ILO rügt raschen Sozialabbau in der EU
3. Juni 2014Die Internationale Arbeitsorganisation (ILO) hat die Kürzungen staatlicher Sozialleistungen im Zuge der Wirtschafts- und Finanzkrise in Europa scharf kritisiert. Zusammen mit Arbeitslosigkeit, niedrigeren Löhnen und höheren Steuern hätten diese Maßnahmen zu "mehr Armut und sozialer Ausgrenzung" geführt, erklärte die ILO in ihrem Weltbericht zur sozialen Sicherung. Davon seien in der EU mittlerweile 123 Millionen Menschen betroffen, das sind 24 Prozent der Bevölkerung. Die ILO verweist in diesem Zusammenhang darauf, dass mehrere europäische Gerichte Sozialkürzungen als nicht verfassungsgemäß eingestuft hätten.
Im schweizerischen Genf kritisierten die ILO-Experten zugleich, dass die Errungenschaften des europäischen Sozialmodells, das in der Zeit nach dem Zweiten Weltkrieg die Armut drastisch verringert und den Wohlstand gefördert habe, durch "kurzfristige Anpassungsreformen untergraben" worden seien.
Verfrühter Kürzungskurs
In der ersten Krisenphase der Jahre 2008 und 2009 gab es laut dem Bericht weltweit noch in 48 Ländern mit hohem und mittlerem Einkommen Konjunkturpakete mit einem Gesamtvolumen von 2,4 Billionen Dollar (knapp 1,8 Billionen Euro). Davon sei ungefähr ein Viertel in soziale Sicherungsmaßnahmen investiert worden. Ab dem Jahr 2010 seien die meisten Regierungen dann aber zur "Haushaltskonsolidierung und zu verfrühten Ausgabenkürzungen" übergegangen, moniert sie ILO. Die Wirksamkeit der sozialen Sicherungssysteme sei wegen dieser Einsparungen gefährdet.

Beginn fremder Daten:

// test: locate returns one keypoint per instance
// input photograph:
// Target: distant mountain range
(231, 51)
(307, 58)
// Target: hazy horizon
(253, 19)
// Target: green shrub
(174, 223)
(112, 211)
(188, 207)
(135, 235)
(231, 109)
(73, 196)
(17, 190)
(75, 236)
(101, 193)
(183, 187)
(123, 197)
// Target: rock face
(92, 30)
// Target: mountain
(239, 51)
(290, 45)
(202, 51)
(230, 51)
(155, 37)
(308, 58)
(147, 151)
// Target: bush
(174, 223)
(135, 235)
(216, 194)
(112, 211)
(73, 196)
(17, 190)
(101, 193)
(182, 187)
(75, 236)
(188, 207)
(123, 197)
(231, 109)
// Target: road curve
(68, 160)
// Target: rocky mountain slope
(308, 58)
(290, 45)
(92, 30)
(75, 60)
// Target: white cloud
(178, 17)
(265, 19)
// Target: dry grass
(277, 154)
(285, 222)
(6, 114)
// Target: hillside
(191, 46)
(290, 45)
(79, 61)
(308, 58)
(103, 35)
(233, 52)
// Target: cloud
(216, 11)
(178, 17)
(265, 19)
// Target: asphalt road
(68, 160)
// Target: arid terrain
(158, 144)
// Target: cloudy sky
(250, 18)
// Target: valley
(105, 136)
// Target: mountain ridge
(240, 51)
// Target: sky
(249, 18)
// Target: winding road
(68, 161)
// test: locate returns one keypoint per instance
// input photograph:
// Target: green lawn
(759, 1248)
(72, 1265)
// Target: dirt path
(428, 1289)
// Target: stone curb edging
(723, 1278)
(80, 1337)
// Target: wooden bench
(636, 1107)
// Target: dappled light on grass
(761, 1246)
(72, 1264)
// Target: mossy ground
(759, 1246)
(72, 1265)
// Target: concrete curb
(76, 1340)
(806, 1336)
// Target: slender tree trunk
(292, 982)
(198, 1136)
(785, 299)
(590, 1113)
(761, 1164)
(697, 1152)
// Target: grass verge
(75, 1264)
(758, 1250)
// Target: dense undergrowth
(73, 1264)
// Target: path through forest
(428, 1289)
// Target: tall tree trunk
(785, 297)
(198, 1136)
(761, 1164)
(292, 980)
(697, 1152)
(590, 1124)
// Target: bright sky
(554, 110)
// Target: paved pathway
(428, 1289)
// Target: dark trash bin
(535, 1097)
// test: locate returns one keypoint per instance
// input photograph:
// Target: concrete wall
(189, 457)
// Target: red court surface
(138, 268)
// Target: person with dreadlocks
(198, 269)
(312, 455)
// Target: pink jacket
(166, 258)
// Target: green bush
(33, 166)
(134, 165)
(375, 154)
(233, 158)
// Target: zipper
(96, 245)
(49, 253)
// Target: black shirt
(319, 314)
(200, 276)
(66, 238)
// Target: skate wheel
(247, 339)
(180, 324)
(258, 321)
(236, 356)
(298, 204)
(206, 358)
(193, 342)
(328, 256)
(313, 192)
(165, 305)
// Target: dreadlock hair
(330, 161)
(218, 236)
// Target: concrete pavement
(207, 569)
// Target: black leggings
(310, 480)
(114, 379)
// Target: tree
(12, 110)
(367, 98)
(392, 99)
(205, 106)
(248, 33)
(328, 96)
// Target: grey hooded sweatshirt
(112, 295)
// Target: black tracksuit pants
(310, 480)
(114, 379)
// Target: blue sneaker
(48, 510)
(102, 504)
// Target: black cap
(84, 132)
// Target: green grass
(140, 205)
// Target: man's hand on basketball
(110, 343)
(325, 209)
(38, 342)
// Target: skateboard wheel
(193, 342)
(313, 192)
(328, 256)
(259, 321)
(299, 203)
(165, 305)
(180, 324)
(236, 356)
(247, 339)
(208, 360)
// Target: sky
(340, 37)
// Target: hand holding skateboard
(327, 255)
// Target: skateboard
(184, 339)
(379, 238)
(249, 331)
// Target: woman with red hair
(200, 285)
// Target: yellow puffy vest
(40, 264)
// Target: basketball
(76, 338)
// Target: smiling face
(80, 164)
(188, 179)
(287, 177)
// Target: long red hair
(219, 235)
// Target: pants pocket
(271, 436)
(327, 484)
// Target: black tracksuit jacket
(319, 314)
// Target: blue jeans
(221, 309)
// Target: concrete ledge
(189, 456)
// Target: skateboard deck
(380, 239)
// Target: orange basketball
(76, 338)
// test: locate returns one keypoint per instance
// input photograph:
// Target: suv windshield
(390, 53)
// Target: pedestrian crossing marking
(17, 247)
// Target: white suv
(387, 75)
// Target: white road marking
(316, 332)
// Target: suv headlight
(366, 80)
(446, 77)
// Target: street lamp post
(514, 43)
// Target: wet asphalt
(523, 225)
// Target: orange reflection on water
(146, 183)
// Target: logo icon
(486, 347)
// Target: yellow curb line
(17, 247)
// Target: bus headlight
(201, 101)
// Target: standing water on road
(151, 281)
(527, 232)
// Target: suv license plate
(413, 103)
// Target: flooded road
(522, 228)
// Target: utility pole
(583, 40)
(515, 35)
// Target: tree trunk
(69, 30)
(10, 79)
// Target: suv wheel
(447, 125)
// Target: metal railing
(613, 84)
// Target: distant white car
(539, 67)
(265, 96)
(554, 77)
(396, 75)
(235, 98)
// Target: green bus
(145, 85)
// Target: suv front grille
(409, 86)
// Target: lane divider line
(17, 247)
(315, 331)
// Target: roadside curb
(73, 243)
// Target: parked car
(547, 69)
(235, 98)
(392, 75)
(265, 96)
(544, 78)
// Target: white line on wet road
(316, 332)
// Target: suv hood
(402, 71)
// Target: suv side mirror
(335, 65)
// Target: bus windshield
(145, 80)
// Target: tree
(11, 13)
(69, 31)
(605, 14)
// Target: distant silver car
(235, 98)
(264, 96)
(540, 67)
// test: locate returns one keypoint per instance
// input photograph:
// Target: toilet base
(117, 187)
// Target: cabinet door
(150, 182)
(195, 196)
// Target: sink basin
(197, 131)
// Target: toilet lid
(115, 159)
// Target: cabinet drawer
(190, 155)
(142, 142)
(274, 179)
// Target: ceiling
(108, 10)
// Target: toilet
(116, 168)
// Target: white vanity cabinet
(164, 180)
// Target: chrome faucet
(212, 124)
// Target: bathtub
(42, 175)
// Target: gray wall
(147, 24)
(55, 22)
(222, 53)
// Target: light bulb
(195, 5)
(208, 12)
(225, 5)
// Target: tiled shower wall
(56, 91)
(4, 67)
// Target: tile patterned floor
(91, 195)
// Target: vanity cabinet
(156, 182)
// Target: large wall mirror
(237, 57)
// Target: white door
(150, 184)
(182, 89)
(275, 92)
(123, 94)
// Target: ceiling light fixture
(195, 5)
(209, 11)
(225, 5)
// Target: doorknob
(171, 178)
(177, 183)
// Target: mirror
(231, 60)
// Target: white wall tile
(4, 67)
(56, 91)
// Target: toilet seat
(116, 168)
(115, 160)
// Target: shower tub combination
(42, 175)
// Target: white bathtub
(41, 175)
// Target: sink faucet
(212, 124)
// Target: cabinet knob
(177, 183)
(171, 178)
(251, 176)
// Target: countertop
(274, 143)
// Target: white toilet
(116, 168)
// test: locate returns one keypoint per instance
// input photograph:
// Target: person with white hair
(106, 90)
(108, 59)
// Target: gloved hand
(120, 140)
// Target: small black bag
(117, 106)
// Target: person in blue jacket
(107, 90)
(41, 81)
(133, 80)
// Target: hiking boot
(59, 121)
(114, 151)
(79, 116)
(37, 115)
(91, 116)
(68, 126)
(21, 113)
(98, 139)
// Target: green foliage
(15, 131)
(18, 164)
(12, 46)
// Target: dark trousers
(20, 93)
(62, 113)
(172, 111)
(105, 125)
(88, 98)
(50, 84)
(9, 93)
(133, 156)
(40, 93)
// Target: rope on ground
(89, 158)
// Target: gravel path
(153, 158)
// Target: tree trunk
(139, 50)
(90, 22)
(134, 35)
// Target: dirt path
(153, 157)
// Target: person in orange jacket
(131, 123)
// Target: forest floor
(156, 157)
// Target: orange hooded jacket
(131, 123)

Die Arbeitsorganisation rechnet damit, dass in diesem Jahr immer noch 122 Länder, davon 82 Entwicklungsländer, ihre Staatsausgaben senken werden. Nach Einschätzung der Experten trägt soziale Sicherung jedoch auch zu wirtschaftlichem Wachstum bei, weil sie die Haushaltseinkommen und damit den Inlandskonsum stütze.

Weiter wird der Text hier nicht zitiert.